Thursday, January 17, 2008

Using the iRam: Improving ZFS perceived transaction latency

I've been long overdue in reviewing the Gigabyte iRam card and its affect on performance of your favorite ZFS NAS product. NexentaStor already supports log devices, so the time appeared right to get one of these for a client I consult with to help deal with the noticeable pauses one can see when heavy reads and writes compete on a ZFS pool. I hope that the single threaded nature of those commits is resolved at some future point, but the iRam card appears to be a simple way to inject an NVRAM-like device into your commodity NAS solution.

The card itself is simply four DIMM sockets for DDR RAM, with a battery backup, reset switch, power driven from a PCI bus, and a single SATA-I connection to plug the unit into your existing SATA interfaces. Already you can see that the performance limit is 150MB/sec based on the SATA-I spec. What does this card do though? Near instant reads and writes in a safe battery-backed ramdisk that your system sees as a 2GB or 4GB drive, just what you'd want for a dedicated write commit device. In the case of many spindles in an array, you likely can do better than this device for true performance, but in the case of many small commits, the near perfect latency of RAM is much more ideal to keep writes happening without stalling the drives for reads. Since its a "slog" device by ZFS terms, it will regularly commit to the real underlying storage at full disk bandwidth. Therefore, even when writes must compete with reads on the physical disk, you limit your exposure to perceived stalls in I/O request even in the higher load cases.
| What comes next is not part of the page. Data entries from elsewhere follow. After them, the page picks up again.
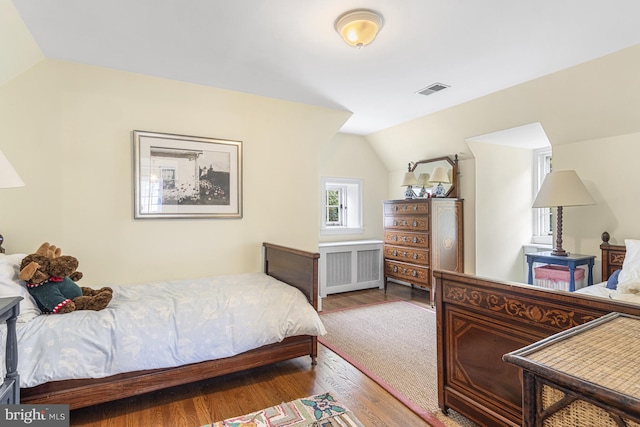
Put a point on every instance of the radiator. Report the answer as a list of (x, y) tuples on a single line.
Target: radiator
[(350, 266)]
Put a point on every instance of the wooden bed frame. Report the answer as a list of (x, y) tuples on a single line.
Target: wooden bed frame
[(480, 320), (295, 267)]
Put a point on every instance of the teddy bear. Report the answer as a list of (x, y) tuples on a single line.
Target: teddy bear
[(50, 278)]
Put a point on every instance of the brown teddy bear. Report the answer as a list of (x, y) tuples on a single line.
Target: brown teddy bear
[(50, 278)]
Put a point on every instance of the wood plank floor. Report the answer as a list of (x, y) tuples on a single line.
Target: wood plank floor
[(216, 399)]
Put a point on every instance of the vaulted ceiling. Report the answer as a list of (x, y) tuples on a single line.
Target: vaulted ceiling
[(289, 49)]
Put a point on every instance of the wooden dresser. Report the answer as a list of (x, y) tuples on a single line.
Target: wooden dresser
[(420, 236)]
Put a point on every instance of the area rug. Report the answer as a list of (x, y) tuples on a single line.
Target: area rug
[(322, 410), (393, 343)]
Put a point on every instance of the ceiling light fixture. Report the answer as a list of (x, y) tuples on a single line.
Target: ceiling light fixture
[(359, 27)]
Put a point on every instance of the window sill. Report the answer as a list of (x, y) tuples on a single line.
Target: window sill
[(340, 231)]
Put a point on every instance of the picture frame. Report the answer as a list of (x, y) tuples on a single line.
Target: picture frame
[(179, 176)]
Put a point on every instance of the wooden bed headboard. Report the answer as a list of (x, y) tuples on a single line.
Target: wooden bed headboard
[(612, 256), (295, 267)]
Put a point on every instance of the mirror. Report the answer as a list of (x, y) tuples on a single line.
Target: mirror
[(429, 167)]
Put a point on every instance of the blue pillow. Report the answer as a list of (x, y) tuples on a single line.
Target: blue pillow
[(612, 283)]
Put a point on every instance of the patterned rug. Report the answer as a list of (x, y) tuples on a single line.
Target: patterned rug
[(322, 410)]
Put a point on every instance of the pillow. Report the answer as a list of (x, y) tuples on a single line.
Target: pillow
[(631, 265), (11, 286), (612, 282)]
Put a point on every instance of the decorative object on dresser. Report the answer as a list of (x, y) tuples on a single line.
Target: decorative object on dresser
[(562, 188), (584, 376), (440, 176), (423, 181), (409, 180), (421, 236)]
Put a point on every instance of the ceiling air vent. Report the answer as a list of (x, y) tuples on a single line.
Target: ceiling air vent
[(436, 87)]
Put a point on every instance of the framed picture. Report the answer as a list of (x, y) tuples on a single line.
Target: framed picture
[(179, 176)]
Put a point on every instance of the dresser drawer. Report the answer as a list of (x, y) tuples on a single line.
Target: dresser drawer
[(416, 240), (408, 272), (404, 208), (407, 254), (407, 222)]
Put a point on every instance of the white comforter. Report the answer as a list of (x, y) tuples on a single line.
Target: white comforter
[(161, 325), (601, 290)]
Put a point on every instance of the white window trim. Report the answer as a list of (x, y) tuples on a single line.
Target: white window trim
[(348, 229), (539, 213)]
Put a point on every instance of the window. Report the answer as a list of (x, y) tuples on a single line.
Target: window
[(542, 223), (341, 206)]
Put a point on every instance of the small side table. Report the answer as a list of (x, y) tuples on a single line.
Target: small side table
[(571, 261), (584, 376), (10, 388)]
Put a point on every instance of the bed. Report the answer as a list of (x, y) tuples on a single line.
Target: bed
[(118, 355), (480, 320)]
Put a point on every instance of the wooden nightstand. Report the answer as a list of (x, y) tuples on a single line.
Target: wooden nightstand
[(586, 376), (10, 388), (571, 261)]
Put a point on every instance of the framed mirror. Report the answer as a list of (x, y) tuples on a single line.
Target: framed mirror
[(443, 169)]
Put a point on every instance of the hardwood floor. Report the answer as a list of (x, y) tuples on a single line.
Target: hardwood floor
[(231, 395)]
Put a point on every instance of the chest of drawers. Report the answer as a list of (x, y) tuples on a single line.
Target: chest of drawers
[(420, 236)]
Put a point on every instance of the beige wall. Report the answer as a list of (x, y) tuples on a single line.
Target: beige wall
[(66, 128), (351, 156), (504, 195), (598, 100), (609, 169)]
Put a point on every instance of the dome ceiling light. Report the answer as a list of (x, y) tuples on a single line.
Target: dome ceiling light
[(359, 27)]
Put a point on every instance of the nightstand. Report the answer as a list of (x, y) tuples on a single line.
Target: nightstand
[(10, 388), (585, 376), (571, 261)]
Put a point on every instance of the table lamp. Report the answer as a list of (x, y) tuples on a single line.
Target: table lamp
[(439, 176), (560, 189)]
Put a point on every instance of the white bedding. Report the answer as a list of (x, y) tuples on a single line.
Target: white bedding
[(161, 325), (601, 290)]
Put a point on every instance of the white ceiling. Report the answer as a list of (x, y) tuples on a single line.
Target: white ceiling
[(288, 49)]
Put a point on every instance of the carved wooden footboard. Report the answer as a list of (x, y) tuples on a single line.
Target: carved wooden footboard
[(479, 320)]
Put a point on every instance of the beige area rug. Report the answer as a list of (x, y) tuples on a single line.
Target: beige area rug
[(393, 343)]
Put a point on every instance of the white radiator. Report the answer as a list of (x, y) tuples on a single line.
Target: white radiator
[(350, 266)]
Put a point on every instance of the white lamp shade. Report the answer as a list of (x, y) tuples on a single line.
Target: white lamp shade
[(440, 175), (562, 188), (409, 179), (8, 176)]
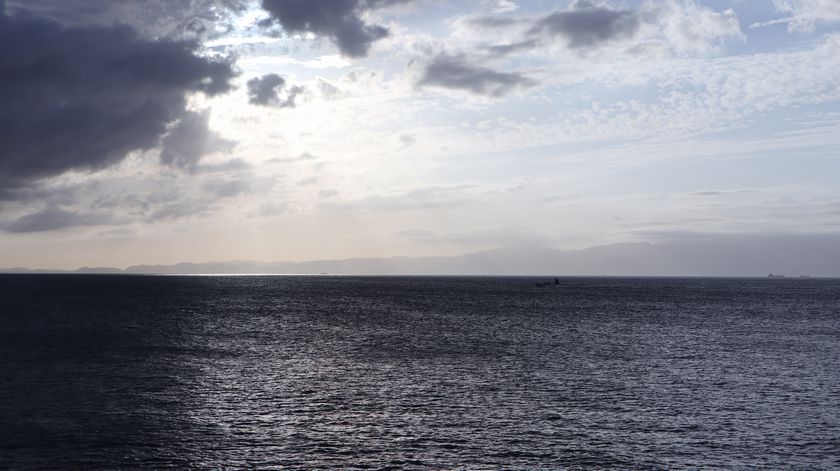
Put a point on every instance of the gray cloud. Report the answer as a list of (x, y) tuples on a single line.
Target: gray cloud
[(301, 158), (271, 90), (229, 187), (83, 98), (53, 218), (455, 72), (189, 140), (339, 20), (151, 18), (586, 24)]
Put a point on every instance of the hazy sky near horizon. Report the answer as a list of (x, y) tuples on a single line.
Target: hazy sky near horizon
[(160, 131)]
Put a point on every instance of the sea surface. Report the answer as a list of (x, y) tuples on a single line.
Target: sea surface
[(418, 372)]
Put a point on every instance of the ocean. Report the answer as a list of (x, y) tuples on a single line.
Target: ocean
[(119, 371)]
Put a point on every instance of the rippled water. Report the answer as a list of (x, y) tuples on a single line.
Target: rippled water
[(305, 372)]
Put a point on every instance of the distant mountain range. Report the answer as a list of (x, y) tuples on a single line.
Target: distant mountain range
[(733, 256)]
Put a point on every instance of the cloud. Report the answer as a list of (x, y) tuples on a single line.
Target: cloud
[(677, 26), (84, 98), (505, 6), (53, 218), (585, 24), (301, 158), (271, 90), (151, 18), (189, 140), (455, 72), (338, 20), (804, 14)]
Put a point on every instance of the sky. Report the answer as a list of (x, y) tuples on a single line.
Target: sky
[(165, 131)]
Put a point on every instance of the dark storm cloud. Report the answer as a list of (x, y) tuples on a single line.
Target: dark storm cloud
[(586, 24), (455, 72), (83, 98), (54, 218), (339, 20), (189, 140), (271, 90)]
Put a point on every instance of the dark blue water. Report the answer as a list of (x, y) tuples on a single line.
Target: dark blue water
[(326, 372)]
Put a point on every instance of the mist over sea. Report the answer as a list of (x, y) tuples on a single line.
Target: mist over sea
[(120, 371)]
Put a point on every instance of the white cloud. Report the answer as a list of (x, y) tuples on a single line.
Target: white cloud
[(804, 15)]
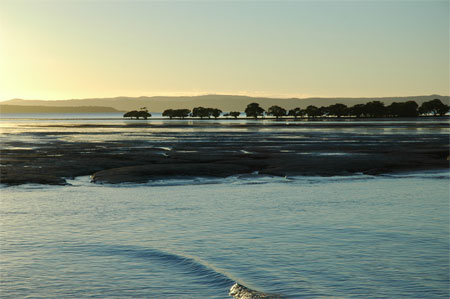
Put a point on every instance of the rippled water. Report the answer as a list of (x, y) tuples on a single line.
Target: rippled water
[(304, 237)]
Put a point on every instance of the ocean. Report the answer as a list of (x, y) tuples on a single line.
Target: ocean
[(357, 236)]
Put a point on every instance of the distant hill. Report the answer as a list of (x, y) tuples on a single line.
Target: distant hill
[(223, 102), (4, 109)]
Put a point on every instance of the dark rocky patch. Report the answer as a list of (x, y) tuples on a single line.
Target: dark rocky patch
[(220, 150)]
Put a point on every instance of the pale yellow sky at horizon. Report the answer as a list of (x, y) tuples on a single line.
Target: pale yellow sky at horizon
[(57, 50)]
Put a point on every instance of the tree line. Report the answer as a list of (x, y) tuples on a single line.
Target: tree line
[(371, 109)]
For my non-production test, I actually put together the worse case scenario: An iSCSI backed ZFS array with NFS clients and many small files. In this case, any NFS writes require 3 fsyncs on the back end storage as required by NFS (create,modify,close). This is actually similar to CAD libraries, which the test was made to reflect. Using iSCSI devices, you can inflict much higher latencies. My iSCSI targets are actually older SATA-I drives themselves on a SBEi Linux based target using 3ware 8500s. Again, no where near ideal.

Creating a directory of 5000 small 8k files, I copied this from a linux gig-e connected client to a ZFS pool (made of two non-striped iSCSI luns), and got a meager 200K/sec write performance over NFS. If I stripe the data instead in the ZFS pool, I increased the numbers to 600K/sec at some points. Adding a 2GB Gigabyte iRam drive, I increased those numbers up to 9MB/sec, but averaging around 5MB/sec overall. That's at least 10 times the performance. Again, this test involves many i/o operations instead of using any bandwidth.

How fast can data be written to and read from that log device? My tests showed that 100MB/sec for reads and writes were common, with writes only bursting to those numbers for larger streaming data sets. In the case of the iSCSI nodes in question, each one could be pulled at a top rate of 45MB/sec, but averaging closer to 27MB/sec. Nominally, you can see that we are 3x better than at least these gig-e iSCSI devices.

The final production installation of the iRam device was with a SATA-II DAS array, and even in heavier load scenarios, we saw the wait cycle for write commits to the drives limited, and a steady 100+MB/sec use of the commit log (reads and writes). The only caveat for using such a device is that the current builds of OpenSolaris and thus NexentaStor do not allow you to remove it once added to a pool. A future release is supposed to address that.


Pentel said...

Have you considered installing 2 iRAMs and using RAID0 for better performance? Four running RAID10 would be even better for a production system, but that's quite a bit of real estate being taken up.

Have you considered small SSD drives? I can't imagine they'd perform nearly as well but they might be more reliable.

Matt (Joe Little) said...

I would consider multiple iRAM cards for multiple volumes, as you can only use one per zpool. Performance isn't critical as much as the latency and deterministic speeds. I looked at small SSD, but most that have any reasonable durability in the number of writes were pretty slow (20MB/sec). I'd want a similar 80MB/sec performance envelope.

I would consider a simple RAID1 of the iRAM, just for reliabilities sake in case you lose one card. There is no ability in ZFS currently to remove an existing slog device such as this. Having two is safer. (Joe Little) said...

A little updated. The latest OpenSolaris release (B94) contains a fix that should prevent a rebuild of a slog device from incorrectly being considered a standard pool vdev. Thus, slog devices have become much safer to use. I believe the next release of NexentaStor should contain this fix as well so that I can use it :).

myxiplx said...

b94 still isn't perfect for ZIL's I'm afraid. If your ZIL device dies, don't export your pool whatever you do or you won't be able to import it again.

Apparently, although ZFS is happy to mount a pool without a ZIL at boot time, it's currently unable to import a pool if the ZIL is missing. (Joe Little) said...

Hmm. I noticed that behavior before B94, when I lost my storage pool when the vdev failed. So, the problem has simply moved to another part of the system. If you can correctly replace the slog vdev, does the export/import then work?